Jurnal3.net/Surabaya – Sebanyak 60 Aparat Sipil Negara (ASN) dari 24 Provinsi di Indonesia, pemprov dan pemkab di Jawa Timur digembleng kepemimpinan di Badan Pengembangan Sumber Daya Manusia (BPSDM) Provinsi Jawa Timur.
Mereka digembleng dengan bertajuk Smart Governance mewujudkan kebangkitan ekonomi nasional. Sebanyk 60 peserta terdiri dari 24 peserta dari selain provinsi Jatim, 29 peserta dari kabupaten/kota di Jawa Timur dan 7 peserta dari Pemprov.
Bagi seorang pemimpin tidaklah mudah dan juga harus memiliki jiwa leadership dengan menmgambil keputusan yang tepat. Namun, Khofifah Indar Parawansa Gubernur Jawa Timur ini punya resep. Resep itu dia praktikkan selama ini sehingga daerah di Jawa Timur, dan kondusivitasnya berjalan normal. Tidak sekadar teori. Tapi juga praktik.
Khofifah pun berbagi resep. Apa resep itu. Kalau Chef juru masak resep itu disimpan dan mahal, tapi sebagai Gubernur pemimpin tertinggi Jawa Timur Khofifah Indar Parawansa dengan enteng membagikannya.
Kunci utama dan resep utama dalam merawat dan menerapkan smart governance dan melakukan mitigasi risiko. Model smart governance sendiri memiliki beberapa aspek diantaranya smart mobility, smart living, smart governance, smart people, smart economy, dan smart environment.
“Dalam mengambil keputusan, seorang decision maker seperti Bapak/Ibu semua yang mengikut PKN ini, jangan tidak melakukan mitigasi risiko,” ujar Khofifah saat menjadi narasumber pada pembukaan PKN Tingkat II Provinsi Jawa Timur dan Penandatanganan Naskah Kesepakatan Bersama (MoU) antara Pemerintah Kota Blitar dengan Provinsi Jawa Timur di Gedung BPSDM Jatim, Surabaya, Rabu (16/2) kemarin.

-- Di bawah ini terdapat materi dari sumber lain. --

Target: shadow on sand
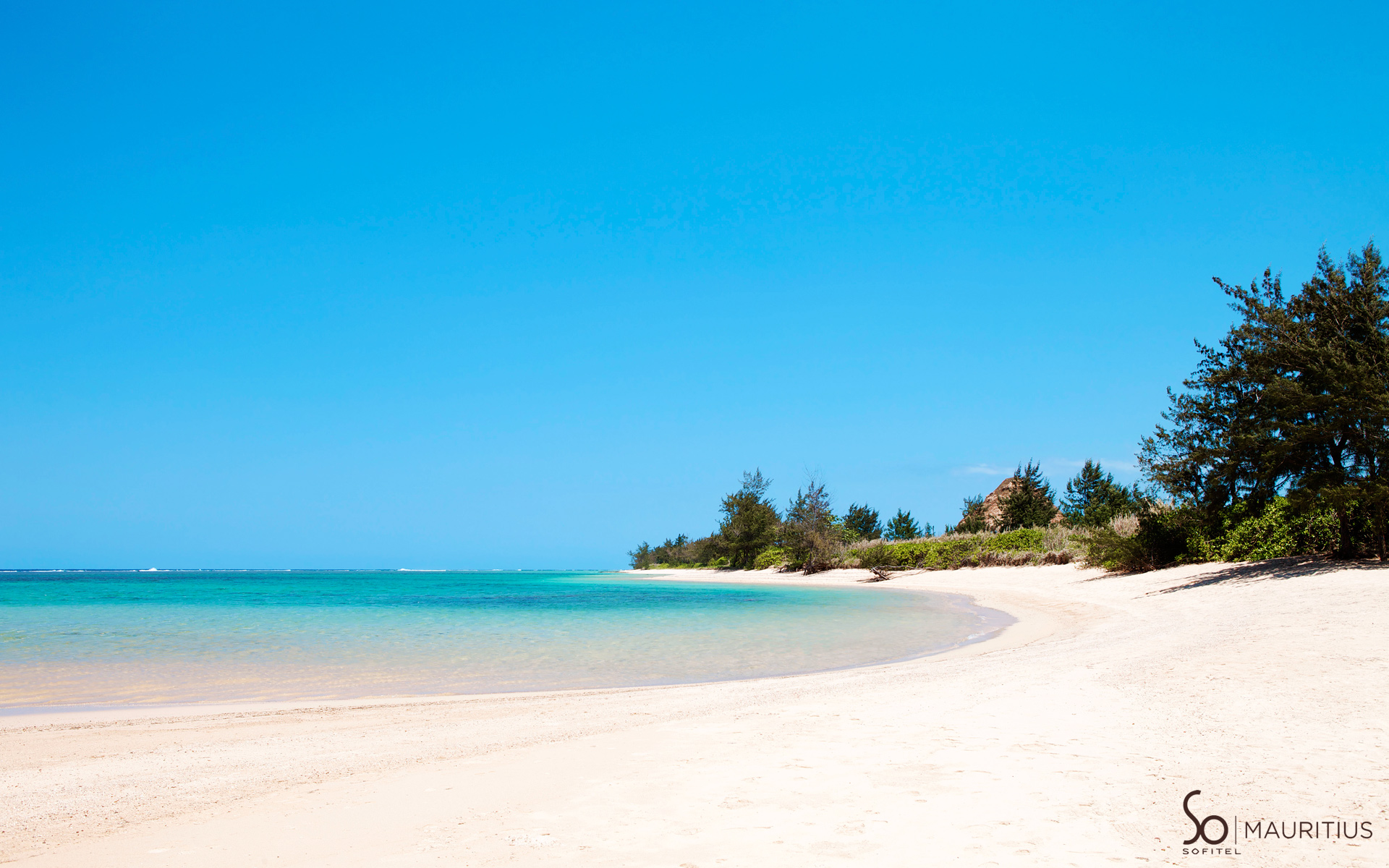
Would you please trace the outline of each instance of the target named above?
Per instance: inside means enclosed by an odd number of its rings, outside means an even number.
[[[1215,572],[1207,572],[1183,585],[1163,587],[1149,592],[1151,594],[1170,594],[1174,590],[1190,590],[1207,585],[1247,585],[1251,582],[1268,582],[1275,579],[1296,579],[1324,572],[1338,572],[1340,569],[1389,569],[1389,564],[1379,561],[1338,561],[1329,557],[1299,556],[1275,557],[1267,561],[1251,561],[1246,564],[1231,564]]]

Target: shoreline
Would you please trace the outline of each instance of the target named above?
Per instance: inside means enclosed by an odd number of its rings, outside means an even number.
[[[635,575],[642,572],[650,572],[654,575]],[[681,572],[700,574],[697,576],[686,575],[667,575],[667,572]],[[753,572],[753,575],[747,575]],[[831,581],[786,581],[788,574],[776,574],[776,571],[740,571],[740,574],[731,574],[731,571],[717,571],[717,569],[685,569],[685,571],[614,571],[611,575],[615,576],[631,576],[631,578],[649,578],[661,581],[686,581],[686,582],[722,582],[722,583],[760,583],[760,585],[799,585],[806,587],[825,587],[825,586],[846,586],[849,581],[854,581],[853,587],[868,589],[868,585],[857,585],[857,579],[863,575],[872,575],[870,571],[860,569],[839,569],[833,571],[836,575]],[[920,571],[914,571],[920,572]],[[767,574],[767,575],[763,575]],[[817,574],[822,575],[822,574]],[[879,589],[882,583],[878,583]],[[917,587],[897,587],[886,589],[896,590],[899,593],[921,592],[926,589]],[[786,672],[779,675],[756,675],[750,678],[718,678],[706,681],[682,681],[661,685],[608,685],[608,686],[592,686],[592,687],[550,687],[550,689],[535,689],[535,690],[500,690],[500,692],[482,692],[482,693],[417,693],[417,694],[378,694],[378,696],[361,696],[361,697],[335,697],[335,699],[319,699],[319,697],[303,697],[303,699],[286,699],[286,700],[208,700],[208,701],[190,701],[190,703],[150,703],[150,704],[103,704],[103,703],[81,703],[81,704],[51,704],[51,706],[10,706],[0,707],[0,732],[6,729],[36,726],[36,725],[72,725],[72,724],[89,724],[100,721],[125,721],[125,719],[163,719],[163,718],[193,718],[200,715],[239,715],[239,714],[258,714],[258,712],[275,712],[275,711],[294,711],[294,710],[310,710],[310,708],[358,708],[358,707],[379,707],[379,706],[401,706],[401,704],[415,704],[415,703],[431,703],[431,701],[465,701],[465,700],[486,700],[486,699],[503,699],[503,697],[524,697],[524,696],[564,696],[564,694],[588,694],[608,690],[647,690],[647,689],[661,689],[661,687],[685,687],[697,685],[713,685],[713,683],[728,683],[728,682],[757,682],[757,681],[775,681],[782,678],[803,678],[820,675],[824,672],[842,672],[850,669],[863,669],[871,667],[885,667],[896,665],[910,660],[920,660],[926,657],[939,657],[945,654],[953,654],[963,651],[972,646],[985,644],[996,642],[1003,633],[1010,628],[1015,626],[1020,621],[1011,612],[983,607],[975,603],[970,594],[953,593],[953,592],[929,592],[938,593],[945,597],[957,597],[956,600],[949,600],[950,603],[964,606],[978,614],[982,619],[993,617],[1001,624],[992,624],[986,626],[983,633],[972,633],[958,642],[954,642],[949,647],[942,649],[925,649],[918,650],[901,657],[893,657],[889,660],[874,660],[868,662],[845,664],[838,667],[829,667],[825,669],[811,669],[806,672]],[[999,618],[1001,615],[1001,618]]]
[[[690,572],[669,578],[856,578]],[[4,721],[0,858],[918,865],[929,846],[935,864],[1181,864],[1196,789],[1203,817],[1383,829],[1385,578],[897,574],[863,589],[964,593],[1018,621],[942,654],[751,681]],[[1239,846],[1261,865],[1385,857],[1379,839]]]

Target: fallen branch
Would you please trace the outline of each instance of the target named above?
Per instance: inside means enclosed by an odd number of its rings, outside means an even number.
[[[883,569],[882,567],[870,567],[868,569],[872,571],[874,578],[858,579],[860,582],[886,582],[888,579],[892,578],[892,574]]]

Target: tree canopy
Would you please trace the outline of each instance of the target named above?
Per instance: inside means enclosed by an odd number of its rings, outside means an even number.
[[[917,539],[920,536],[922,536],[921,528],[917,525],[917,519],[911,517],[911,512],[897,510],[897,514],[888,522],[888,539],[890,540]]]
[[[781,515],[767,499],[771,482],[761,468],[745,472],[743,483],[720,506],[718,537],[729,567],[751,569],[757,554],[776,542]]]
[[[1322,503],[1340,525],[1338,554],[1354,553],[1351,512],[1372,517],[1385,553],[1389,500],[1389,271],[1374,242],[1283,296],[1264,271],[1242,287],[1215,278],[1239,321],[1218,346],[1197,342],[1200,364],[1168,390],[1170,407],[1142,442],[1147,475],[1179,503],[1215,514],[1261,507],[1282,490]]]
[[[870,510],[868,504],[849,504],[849,510],[845,512],[845,531],[854,540],[881,537],[882,525],[878,522],[878,510]]]
[[[1018,465],[1013,474],[1013,487],[1003,499],[1004,529],[1045,528],[1056,517],[1056,501],[1051,497],[1051,483],[1042,476],[1042,468],[1035,461],[1026,467]]]
[[[1061,514],[1076,528],[1099,528],[1117,515],[1132,515],[1140,506],[1138,483],[1129,490],[1114,482],[1114,474],[1104,472],[1099,461],[1086,460],[1085,467],[1065,483]]]

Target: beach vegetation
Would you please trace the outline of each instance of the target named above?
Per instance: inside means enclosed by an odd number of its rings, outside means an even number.
[[[917,525],[917,519],[911,517],[911,512],[903,510],[897,510],[897,514],[888,522],[888,539],[890,540],[917,539],[918,536],[929,535],[929,531],[922,532]]]
[[[1163,521],[1186,531],[1190,557],[1329,544],[1340,558],[1389,558],[1389,269],[1378,249],[1339,264],[1322,250],[1290,296],[1271,269],[1247,287],[1215,283],[1238,321],[1218,344],[1196,344],[1196,371],[1140,443],[1139,465],[1182,515]]]
[[[1061,514],[1072,528],[1103,528],[1121,515],[1136,515],[1145,497],[1138,483],[1132,489],[1114,482],[1099,461],[1085,467],[1065,483]]]
[[[833,512],[833,501],[818,476],[811,476],[786,507],[782,544],[788,562],[807,575],[839,562],[845,529]]]
[[[786,550],[781,546],[767,546],[757,553],[753,569],[775,569],[786,565]]]
[[[1056,499],[1051,483],[1042,476],[1042,468],[1035,461],[1026,467],[1018,465],[1013,474],[1013,486],[1003,497],[1000,525],[1003,529],[1043,528],[1056,518]]]
[[[642,543],[632,551],[628,551],[626,557],[632,560],[632,569],[650,569],[656,562],[651,558],[651,547],[647,543]]]
[[[738,490],[724,497],[717,557],[726,558],[728,567],[751,569],[757,556],[779,539],[781,515],[767,497],[771,482],[761,468],[745,472]]]
[[[985,518],[983,494],[965,497],[964,507],[960,510],[960,524],[954,526],[954,532],[981,533],[988,529],[989,529],[989,521],[988,518]]]
[[[1085,554],[1082,535],[1072,528],[1020,528],[947,533],[901,542],[860,542],[845,551],[845,564],[864,569],[961,569],[1070,564]]]
[[[878,521],[878,510],[870,508],[868,504],[849,504],[849,510],[845,511],[845,535],[850,537],[849,542],[882,537],[882,524]]]

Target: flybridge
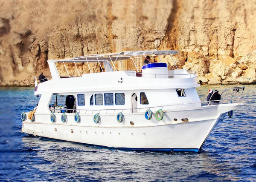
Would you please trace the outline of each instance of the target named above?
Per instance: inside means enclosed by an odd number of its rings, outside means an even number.
[[[177,54],[178,56],[175,61],[173,59],[172,56]],[[160,62],[162,62],[161,58],[159,56],[169,55],[171,59],[172,60],[174,65],[172,67],[172,69],[176,66],[176,68],[178,69],[176,65],[176,62],[177,60],[179,52],[176,51],[127,51],[121,52],[119,53],[110,53],[102,54],[90,54],[86,56],[81,56],[79,57],[75,57],[72,58],[65,59],[60,60],[50,60],[48,61],[49,65],[50,63],[54,64],[56,63],[63,63],[66,71],[67,71],[69,77],[71,77],[67,69],[65,63],[73,63],[75,64],[76,68],[78,72],[79,77],[81,75],[79,73],[76,63],[87,63],[87,65],[89,68],[90,73],[92,73],[92,70],[90,68],[89,63],[98,62],[100,67],[101,71],[102,72],[108,72],[117,71],[118,69],[116,67],[116,63],[120,63],[120,65],[122,66],[122,69],[124,71],[126,70],[125,66],[124,65],[122,60],[127,60],[128,61],[131,61],[134,63],[135,69],[137,72],[140,72],[142,66],[138,62],[141,62],[141,60],[145,59],[146,56],[150,57],[157,56]],[[104,69],[103,69],[101,63],[103,63]],[[55,65],[54,65],[55,66]],[[55,67],[55,66],[54,66]],[[55,72],[56,69],[52,68],[50,66],[50,70],[51,72]]]

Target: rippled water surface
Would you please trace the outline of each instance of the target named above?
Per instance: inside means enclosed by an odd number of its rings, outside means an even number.
[[[233,86],[203,86],[209,89]],[[38,98],[33,88],[0,88],[0,181],[255,181],[255,86],[246,85],[234,117],[226,116],[200,154],[111,151],[41,140],[21,133],[20,113]]]

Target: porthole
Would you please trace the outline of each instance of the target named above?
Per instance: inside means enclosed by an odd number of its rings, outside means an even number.
[[[182,118],[181,119],[181,121],[183,122],[189,122],[189,119],[186,118]]]

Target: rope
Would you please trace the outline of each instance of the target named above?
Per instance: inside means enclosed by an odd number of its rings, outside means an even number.
[[[34,115],[34,113],[35,112],[35,111],[32,111],[29,112],[29,116],[28,116],[28,119],[29,120],[32,120],[33,115]]]

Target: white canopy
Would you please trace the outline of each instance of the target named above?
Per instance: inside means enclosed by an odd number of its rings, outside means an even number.
[[[55,62],[76,63],[94,62],[115,61],[136,58],[140,56],[154,54],[156,55],[172,54],[175,55],[179,52],[176,51],[126,51],[120,53],[110,53],[103,54],[91,54],[87,56],[75,57],[64,60],[56,60]]]

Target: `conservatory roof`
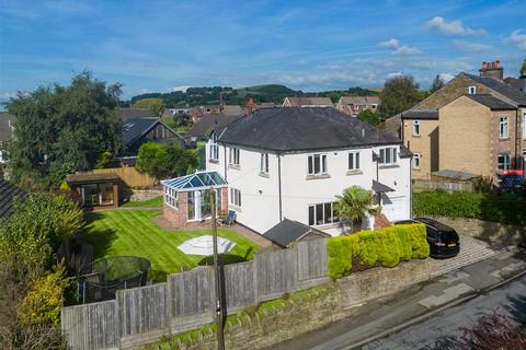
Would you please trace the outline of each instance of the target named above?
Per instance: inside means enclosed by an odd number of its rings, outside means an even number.
[[[197,172],[191,175],[165,179],[162,180],[161,184],[176,190],[225,187],[228,185],[217,172]]]

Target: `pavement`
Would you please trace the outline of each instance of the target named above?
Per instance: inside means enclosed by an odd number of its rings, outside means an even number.
[[[403,346],[371,347],[373,341],[400,331],[457,303],[474,299],[526,271],[526,252],[494,248],[484,242],[461,236],[460,254],[451,259],[432,260],[432,280],[356,306],[355,314],[304,334],[272,349],[413,349]],[[523,284],[523,292],[524,292]],[[526,296],[524,296],[526,298]],[[421,330],[419,337],[427,334]]]

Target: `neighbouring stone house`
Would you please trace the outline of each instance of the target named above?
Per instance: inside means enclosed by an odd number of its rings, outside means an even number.
[[[336,104],[336,109],[350,116],[357,116],[366,109],[376,112],[379,105],[378,96],[342,96]]]
[[[450,171],[492,177],[522,170],[526,159],[526,94],[503,81],[499,61],[480,74],[461,72],[445,86],[387,121],[413,152],[412,176]],[[395,130],[398,124],[399,130]]]

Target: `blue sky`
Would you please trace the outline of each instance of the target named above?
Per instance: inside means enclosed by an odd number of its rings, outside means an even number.
[[[526,1],[0,0],[0,101],[90,70],[125,98],[182,86],[381,86],[526,56]]]

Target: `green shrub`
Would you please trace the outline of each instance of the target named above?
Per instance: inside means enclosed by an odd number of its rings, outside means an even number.
[[[423,224],[405,224],[329,238],[327,253],[329,276],[339,279],[352,272],[353,262],[358,264],[355,269],[364,269],[426,258],[430,245]]]

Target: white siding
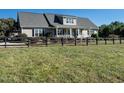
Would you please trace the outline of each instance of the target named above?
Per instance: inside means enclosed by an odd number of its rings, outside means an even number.
[[[66,23],[66,17],[63,17],[63,24],[64,25],[76,25],[77,24],[76,18],[72,18],[72,19],[73,19],[73,23]]]
[[[22,33],[25,33],[28,37],[32,37],[32,29],[22,28]]]

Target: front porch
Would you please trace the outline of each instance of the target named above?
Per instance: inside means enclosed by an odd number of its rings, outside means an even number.
[[[64,37],[64,38],[86,38],[90,37],[90,30],[79,29],[79,28],[56,28],[55,37]]]

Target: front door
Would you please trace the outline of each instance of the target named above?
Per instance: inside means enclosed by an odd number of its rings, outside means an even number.
[[[76,29],[72,29],[72,36],[73,37],[77,36],[77,30]]]

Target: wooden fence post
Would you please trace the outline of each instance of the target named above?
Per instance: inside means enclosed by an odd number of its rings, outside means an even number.
[[[121,44],[122,42],[121,42],[121,37],[120,37],[120,44]]]
[[[30,46],[30,40],[28,39],[28,47]]]
[[[77,39],[77,38],[76,38],[76,36],[75,36],[75,39],[74,39],[74,40],[75,40],[75,46],[77,45],[77,40],[76,40],[76,39]]]
[[[48,38],[47,38],[47,36],[46,36],[46,40],[45,41],[46,41],[46,46],[48,46]]]
[[[115,39],[114,39],[114,37],[112,38],[112,40],[113,40],[113,45],[115,44]]]
[[[88,41],[88,37],[87,37],[87,38],[86,38],[86,45],[87,45],[87,46],[88,46],[88,42],[89,42],[89,41]]]
[[[98,38],[96,38],[96,45],[98,45]]]
[[[5,48],[6,48],[6,37],[4,38],[4,42],[5,42]]]
[[[107,38],[104,39],[105,40],[105,45],[107,44]]]
[[[61,38],[61,44],[62,44],[62,46],[64,45],[64,39],[63,39],[63,37]]]

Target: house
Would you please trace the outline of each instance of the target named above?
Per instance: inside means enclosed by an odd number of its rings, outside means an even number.
[[[17,15],[21,33],[28,37],[45,36],[77,38],[91,37],[98,27],[88,18],[60,14],[19,12]]]

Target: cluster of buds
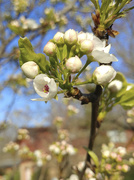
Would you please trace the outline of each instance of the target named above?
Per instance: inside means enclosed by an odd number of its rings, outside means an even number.
[[[126,155],[125,147],[115,147],[113,143],[102,145],[102,163],[101,169],[103,172],[112,174],[113,172],[128,172],[130,167],[129,161],[124,159]]]
[[[27,7],[29,6],[29,0],[25,1],[25,0],[13,0],[13,5],[14,5],[14,10],[17,13],[21,13],[24,12]]]
[[[127,116],[128,116],[127,122],[133,123],[134,122],[134,108],[127,111]]]
[[[5,152],[5,153],[9,152],[9,153],[14,154],[14,153],[18,152],[19,148],[20,148],[20,147],[19,147],[19,145],[18,145],[17,143],[10,141],[10,142],[3,148],[3,152]]]
[[[49,154],[43,153],[41,150],[35,150],[33,152],[33,159],[36,162],[37,166],[41,167],[46,162],[51,160],[51,156]]]
[[[79,173],[81,173],[81,172],[83,171],[84,167],[85,167],[85,162],[84,162],[84,161],[81,161],[81,162],[78,163],[77,166],[74,166],[73,169],[74,169],[74,171],[76,172],[76,174],[79,174]],[[77,176],[77,175],[75,175],[75,176]],[[71,177],[72,177],[72,175],[70,176],[70,178],[71,178]],[[77,176],[77,177],[78,177],[78,176]],[[96,180],[96,178],[95,178],[95,173],[94,173],[89,167],[87,167],[87,168],[85,169],[84,179],[85,179],[85,180]],[[70,179],[69,179],[69,180],[70,180]],[[78,178],[78,180],[79,180],[79,178]]]
[[[46,24],[51,29],[55,29],[55,24],[58,23],[59,26],[64,26],[68,23],[65,15],[60,16],[59,13],[55,12],[54,8],[45,8],[44,10],[45,19],[41,18],[40,23],[46,26]]]
[[[57,141],[49,146],[49,150],[53,155],[58,157],[58,159],[63,159],[66,155],[75,155],[76,149],[66,141]]]
[[[79,109],[76,108],[76,107],[73,106],[73,105],[68,105],[68,106],[67,106],[67,110],[68,110],[68,115],[69,115],[69,116],[72,116],[72,115],[74,115],[74,114],[79,113]]]
[[[24,38],[23,41],[27,40]],[[25,62],[21,66],[24,74],[28,78],[34,79],[34,89],[42,97],[32,100],[48,101],[56,98],[57,85],[65,91],[71,89],[78,76],[92,61],[105,65],[95,69],[90,78],[90,83],[107,85],[116,75],[114,68],[109,65],[111,62],[117,61],[116,57],[109,53],[110,48],[111,45],[106,46],[105,40],[100,40],[92,33],[78,33],[73,29],[69,29],[65,33],[57,32],[43,49],[50,61],[46,60],[46,67],[42,68],[41,66],[44,66],[44,64],[34,61]],[[87,62],[84,66],[80,59],[83,55],[87,55]],[[41,58],[40,55],[39,58]],[[71,81],[71,74],[75,73],[78,74]]]
[[[27,140],[29,138],[30,138],[30,136],[29,136],[29,132],[27,129],[19,129],[18,130],[18,137],[17,137],[18,140]]]

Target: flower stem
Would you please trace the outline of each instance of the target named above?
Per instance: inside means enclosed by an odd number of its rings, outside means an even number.
[[[91,131],[90,131],[90,137],[89,137],[89,144],[88,144],[88,150],[92,151],[94,142],[95,142],[95,137],[96,137],[96,130],[97,130],[97,117],[98,117],[98,110],[99,110],[99,100],[100,96],[102,94],[102,87],[100,85],[96,86],[94,94],[96,95],[97,99],[92,102],[92,114],[91,114]],[[85,167],[83,168],[82,173],[80,174],[80,180],[83,179],[84,172],[86,170],[86,167],[88,164],[92,167],[91,164],[91,156],[87,152],[87,157],[85,160]]]

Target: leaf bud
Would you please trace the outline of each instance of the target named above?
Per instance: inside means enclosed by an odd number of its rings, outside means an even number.
[[[116,76],[116,71],[112,66],[101,65],[93,72],[93,80],[95,84],[106,85]]]
[[[77,73],[82,68],[82,62],[78,56],[71,57],[66,61],[66,68],[71,73]]]
[[[74,45],[77,42],[77,33],[73,29],[69,29],[65,32],[64,39],[69,45]]]
[[[56,52],[57,52],[57,47],[53,42],[48,42],[43,49],[43,52],[47,55],[47,56],[55,56]]]
[[[27,78],[34,79],[39,74],[39,66],[34,61],[28,61],[21,66]]]

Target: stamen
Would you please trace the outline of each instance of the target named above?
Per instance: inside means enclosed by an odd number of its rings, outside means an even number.
[[[44,86],[43,92],[44,93],[48,93],[49,92],[49,86],[47,84]]]

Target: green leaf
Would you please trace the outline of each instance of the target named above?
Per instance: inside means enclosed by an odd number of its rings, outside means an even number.
[[[90,151],[90,150],[88,150],[88,154],[91,156],[96,167],[98,167],[99,166],[99,159],[98,159],[97,155],[93,151]]]
[[[22,66],[25,62],[34,61],[40,67],[42,73],[49,74],[50,64],[46,60],[44,54],[38,53],[36,54],[33,50],[33,46],[27,37],[20,38],[19,41],[19,49],[20,49],[20,57],[19,62],[20,66]]]
[[[8,28],[11,29],[11,31],[13,31],[17,35],[24,36],[24,34],[25,34],[25,31],[22,27],[16,27],[16,26],[9,24]]]
[[[97,9],[97,3],[96,3],[96,0],[91,0],[91,2],[94,4],[94,7]]]

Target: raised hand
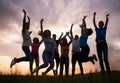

Khofifah mengatakan, dalam upaya mewujudkan smart goveranance sangat dibutuhkan dukungan dari kekayaan data dan kelengkapan informasi yang dimiliki. Karena data yang akurat dan valid akan sangat berpengaruh dalam setiap pengambilan kebijakan atau keputusan.
“Ketika periode pertama, Pak Presiden Joko Widodo mengajak kita melakukan reformasi mental, sangat banyak diantara kita semua yang kadang mentalnya memang cepat puas, menganggap sederhana dampak dari komplikasi masalah yang dihadapi, dan sering munculnya masalah tidak dianggap sebagai sesuatu yang harus segera diselesaikan,”tukas Khofifah dalam keterangan tertulis, Kamis (17/2/2022).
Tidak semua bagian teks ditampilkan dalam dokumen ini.